Birisinde şarap ve bira bol bol içilir, saçlar limonla geriye doğru taranır, papaz meşhur konuşmayı yapar, vals çalar, erkekler kadınları dansa kaldırır.
diğerinde halay çekilir, ankaralı namık çalar, çoluk çocuk dolaşır, kızlar erkeklerin dikkatini çekmek için mal gibi giyinir, takı merasimi yapılır.
yabancı : you may now kiss the bride (şimdi gelini öpebilirsin)
yerli : bilmemne belediyesinin bana verdiği yetkiye dayanarak sizleri karı koca ilan ediyorum (eve kadar sabredin)
Yabancı düğünü bir boka benzemez. Türk düğünü ise eğlencelidir. Damat halayı, kasap havası ile oynamaya doyamazsın. Türk düğününde pompalılar ateşlenir denmiş ancak ben ömrümde öyle bir düğüne gitmedim. Karıştırmışsınız o Kürt düğünü.
pirinç türkler o pirinçle düğünde pilav yaparlar yabancılar gelinle damadın üstüne bereket için atar gelinin saçında kalan pirinç tanesi kadar çocuğunun olacağına inanırlar.
insanların kendini kaybedene kadar yiyip, içip oynadıkları, ses desibel rekoru kıran düğünler vs cenaze marşı eşliğinde babasının kızı getirmesi bekleyip giden insanların düğünleri.
türk düğünleri aşırı bir kokoşluk gösteriş merakı takı takma telaşı bol dedikodu arada bir kavga kasap havası, yabancı düğünleri sadelik şampanya pirinç tango.
türk düğünleri bi acayiptir. nişana gittim herkes sahnedeydi 3 saat oturdum çıktım çıkarken yine herkes sahnedeydi ulan insan az bi oturur selamlaşır hal hatır sorar nişanlı çiftlere sorsan gittiğimden haberleri yok. oynamaktan kimseyi görmediler düğün sonlara doğru slov müziğe döner insanlar kaynaşır o arada falan yok efendim düğüne oturmaya gelmedik amaç eğlenmek deyip kurşun yemiş at gibi tepindiler sahnede. kimseninde kimseden haberi olmadı.
Yabancı düğünlerde -Youtube'dan izlediğim kadarıyla- bir avuç insan o da çiftin çok yakın akraba ve arkadaşları oluyor. Kimse kalabalıklığına göre düğünü değerlendirmiyor.

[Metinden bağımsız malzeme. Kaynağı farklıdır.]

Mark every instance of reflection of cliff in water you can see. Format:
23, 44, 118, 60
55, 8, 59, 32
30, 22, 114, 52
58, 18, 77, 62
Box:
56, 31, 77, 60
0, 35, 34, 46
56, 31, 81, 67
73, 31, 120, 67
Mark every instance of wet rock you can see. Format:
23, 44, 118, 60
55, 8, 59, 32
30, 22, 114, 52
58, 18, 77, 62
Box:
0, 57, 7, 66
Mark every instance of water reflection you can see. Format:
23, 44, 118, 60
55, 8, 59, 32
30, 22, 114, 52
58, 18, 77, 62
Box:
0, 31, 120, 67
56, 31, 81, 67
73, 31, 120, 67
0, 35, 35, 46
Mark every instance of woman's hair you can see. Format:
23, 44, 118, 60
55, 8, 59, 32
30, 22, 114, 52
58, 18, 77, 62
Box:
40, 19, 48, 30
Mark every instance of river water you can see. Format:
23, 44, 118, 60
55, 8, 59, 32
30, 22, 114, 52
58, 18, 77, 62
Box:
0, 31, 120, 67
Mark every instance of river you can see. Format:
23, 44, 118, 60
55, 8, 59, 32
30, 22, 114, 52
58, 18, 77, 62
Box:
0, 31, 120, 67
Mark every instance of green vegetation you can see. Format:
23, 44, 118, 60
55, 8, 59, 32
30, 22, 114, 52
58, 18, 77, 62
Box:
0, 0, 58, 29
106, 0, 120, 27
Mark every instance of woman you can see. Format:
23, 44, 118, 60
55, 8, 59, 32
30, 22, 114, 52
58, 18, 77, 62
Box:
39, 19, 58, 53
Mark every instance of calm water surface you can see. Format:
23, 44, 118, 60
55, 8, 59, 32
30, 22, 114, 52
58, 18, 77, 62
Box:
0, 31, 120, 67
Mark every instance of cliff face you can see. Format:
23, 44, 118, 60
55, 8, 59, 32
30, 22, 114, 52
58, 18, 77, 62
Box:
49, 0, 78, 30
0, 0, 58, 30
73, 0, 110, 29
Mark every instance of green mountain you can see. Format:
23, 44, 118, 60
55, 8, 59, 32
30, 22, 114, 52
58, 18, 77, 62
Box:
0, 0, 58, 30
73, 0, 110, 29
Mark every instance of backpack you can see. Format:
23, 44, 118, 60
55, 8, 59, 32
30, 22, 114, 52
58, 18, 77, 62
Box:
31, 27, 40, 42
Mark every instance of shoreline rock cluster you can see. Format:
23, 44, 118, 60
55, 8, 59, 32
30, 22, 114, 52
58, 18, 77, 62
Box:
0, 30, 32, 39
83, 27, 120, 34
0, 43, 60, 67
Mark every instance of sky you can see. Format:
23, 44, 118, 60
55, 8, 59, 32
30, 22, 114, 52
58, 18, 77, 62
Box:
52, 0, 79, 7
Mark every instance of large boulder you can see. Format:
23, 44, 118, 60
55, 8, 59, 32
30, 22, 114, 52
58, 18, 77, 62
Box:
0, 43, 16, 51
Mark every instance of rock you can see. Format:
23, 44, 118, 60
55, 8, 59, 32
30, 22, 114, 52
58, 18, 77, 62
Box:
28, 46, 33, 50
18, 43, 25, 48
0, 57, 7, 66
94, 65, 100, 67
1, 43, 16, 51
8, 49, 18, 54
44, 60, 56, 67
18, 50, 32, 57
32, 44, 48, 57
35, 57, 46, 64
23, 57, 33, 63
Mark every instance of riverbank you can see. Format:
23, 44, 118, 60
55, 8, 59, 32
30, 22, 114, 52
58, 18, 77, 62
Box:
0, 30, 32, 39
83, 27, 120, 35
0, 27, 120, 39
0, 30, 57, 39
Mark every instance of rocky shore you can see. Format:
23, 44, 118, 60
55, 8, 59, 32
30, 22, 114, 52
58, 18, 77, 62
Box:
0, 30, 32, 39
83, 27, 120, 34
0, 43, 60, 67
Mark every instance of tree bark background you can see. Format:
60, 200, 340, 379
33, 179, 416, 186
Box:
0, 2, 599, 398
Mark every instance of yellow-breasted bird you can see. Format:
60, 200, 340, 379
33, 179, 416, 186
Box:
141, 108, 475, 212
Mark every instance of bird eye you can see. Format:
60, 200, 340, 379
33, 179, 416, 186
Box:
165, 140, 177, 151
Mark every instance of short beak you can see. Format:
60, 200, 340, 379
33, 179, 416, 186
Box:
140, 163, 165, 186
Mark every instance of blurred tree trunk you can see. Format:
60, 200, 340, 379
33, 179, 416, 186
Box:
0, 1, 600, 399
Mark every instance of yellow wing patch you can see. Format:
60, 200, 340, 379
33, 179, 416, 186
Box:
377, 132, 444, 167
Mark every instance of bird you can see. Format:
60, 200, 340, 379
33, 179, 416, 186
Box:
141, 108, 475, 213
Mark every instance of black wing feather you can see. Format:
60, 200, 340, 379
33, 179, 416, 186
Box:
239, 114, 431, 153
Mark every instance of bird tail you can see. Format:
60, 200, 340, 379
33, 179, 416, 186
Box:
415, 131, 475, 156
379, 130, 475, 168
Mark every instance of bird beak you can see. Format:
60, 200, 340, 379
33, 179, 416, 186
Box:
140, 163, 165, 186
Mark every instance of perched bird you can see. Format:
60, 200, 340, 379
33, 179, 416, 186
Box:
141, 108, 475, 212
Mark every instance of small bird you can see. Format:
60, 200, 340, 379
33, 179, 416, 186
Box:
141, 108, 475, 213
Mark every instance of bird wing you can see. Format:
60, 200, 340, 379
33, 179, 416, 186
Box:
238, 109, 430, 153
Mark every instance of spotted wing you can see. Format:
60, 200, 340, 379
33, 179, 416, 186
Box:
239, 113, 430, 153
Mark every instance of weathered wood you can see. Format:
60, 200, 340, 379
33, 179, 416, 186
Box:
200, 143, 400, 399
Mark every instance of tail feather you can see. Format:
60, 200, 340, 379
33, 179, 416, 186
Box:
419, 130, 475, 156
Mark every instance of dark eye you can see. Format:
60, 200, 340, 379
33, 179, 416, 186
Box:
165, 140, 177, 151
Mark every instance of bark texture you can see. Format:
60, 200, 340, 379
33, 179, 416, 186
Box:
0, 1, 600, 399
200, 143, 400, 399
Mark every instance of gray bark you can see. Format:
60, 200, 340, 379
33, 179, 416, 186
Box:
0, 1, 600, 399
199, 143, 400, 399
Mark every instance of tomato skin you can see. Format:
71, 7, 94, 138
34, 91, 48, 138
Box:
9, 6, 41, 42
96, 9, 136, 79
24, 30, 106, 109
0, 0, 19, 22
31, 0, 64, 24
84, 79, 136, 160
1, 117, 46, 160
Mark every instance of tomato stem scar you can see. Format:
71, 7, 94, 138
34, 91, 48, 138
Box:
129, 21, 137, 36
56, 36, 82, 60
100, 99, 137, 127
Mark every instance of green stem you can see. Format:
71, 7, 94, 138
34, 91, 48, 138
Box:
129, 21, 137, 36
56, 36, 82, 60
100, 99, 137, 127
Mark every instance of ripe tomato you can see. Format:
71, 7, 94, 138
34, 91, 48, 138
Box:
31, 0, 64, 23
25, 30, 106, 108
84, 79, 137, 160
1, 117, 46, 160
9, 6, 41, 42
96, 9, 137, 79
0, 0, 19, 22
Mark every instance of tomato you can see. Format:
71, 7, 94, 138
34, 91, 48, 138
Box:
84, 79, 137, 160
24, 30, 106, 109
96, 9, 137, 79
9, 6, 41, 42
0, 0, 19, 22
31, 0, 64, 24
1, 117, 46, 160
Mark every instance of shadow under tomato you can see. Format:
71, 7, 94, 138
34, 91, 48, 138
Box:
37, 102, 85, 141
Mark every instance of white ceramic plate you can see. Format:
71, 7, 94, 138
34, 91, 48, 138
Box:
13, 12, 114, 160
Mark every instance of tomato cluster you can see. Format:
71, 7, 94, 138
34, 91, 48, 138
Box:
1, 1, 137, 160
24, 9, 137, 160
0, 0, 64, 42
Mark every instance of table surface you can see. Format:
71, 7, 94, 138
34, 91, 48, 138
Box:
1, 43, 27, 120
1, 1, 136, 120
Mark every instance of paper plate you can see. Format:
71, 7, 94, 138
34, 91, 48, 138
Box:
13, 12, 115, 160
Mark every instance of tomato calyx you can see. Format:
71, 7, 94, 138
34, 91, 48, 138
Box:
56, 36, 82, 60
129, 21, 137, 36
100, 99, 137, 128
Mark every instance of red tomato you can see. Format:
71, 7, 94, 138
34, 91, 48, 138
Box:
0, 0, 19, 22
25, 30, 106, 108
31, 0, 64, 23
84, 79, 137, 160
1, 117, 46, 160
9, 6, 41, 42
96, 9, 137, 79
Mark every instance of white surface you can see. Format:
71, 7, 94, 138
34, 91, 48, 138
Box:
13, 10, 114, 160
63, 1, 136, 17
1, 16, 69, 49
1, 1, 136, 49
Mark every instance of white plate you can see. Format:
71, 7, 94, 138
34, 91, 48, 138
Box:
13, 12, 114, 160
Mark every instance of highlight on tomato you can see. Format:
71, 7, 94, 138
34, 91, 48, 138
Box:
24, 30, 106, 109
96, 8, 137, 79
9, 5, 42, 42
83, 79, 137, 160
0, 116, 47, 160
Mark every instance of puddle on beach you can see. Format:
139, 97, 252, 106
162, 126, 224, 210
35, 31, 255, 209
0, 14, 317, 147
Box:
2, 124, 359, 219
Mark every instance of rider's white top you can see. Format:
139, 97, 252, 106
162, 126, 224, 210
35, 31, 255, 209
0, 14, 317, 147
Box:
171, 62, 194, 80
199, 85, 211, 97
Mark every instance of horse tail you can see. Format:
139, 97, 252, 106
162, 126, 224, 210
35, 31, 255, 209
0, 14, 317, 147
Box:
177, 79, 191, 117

Türk düğünlerinde ise anam ilçenin veya il merkezinin yarısı o düğün salonunda üst üste oturup oynamaya çalışıyor, ne kadar kalabalıksa çift o kadar böbürleniyor.
Birinde gelinin ve damadın ahtapot kolu misali her yeri sarmış akrabalarıyla ayrı ayrı yetmiş beş kez foto çekinilir; fotoğrafçı nalça kadar fotoğraflarını burnunuza sokarak 10 liralı resmi 500 liraya satarak sizi kazıklamak için fırsat kollar.
Diğerinde çift ve akrabalar, iPhonelar karşısında kibar kibar gülümseyerek iki üç foto çektirir, sonra herkes sakince dağılır.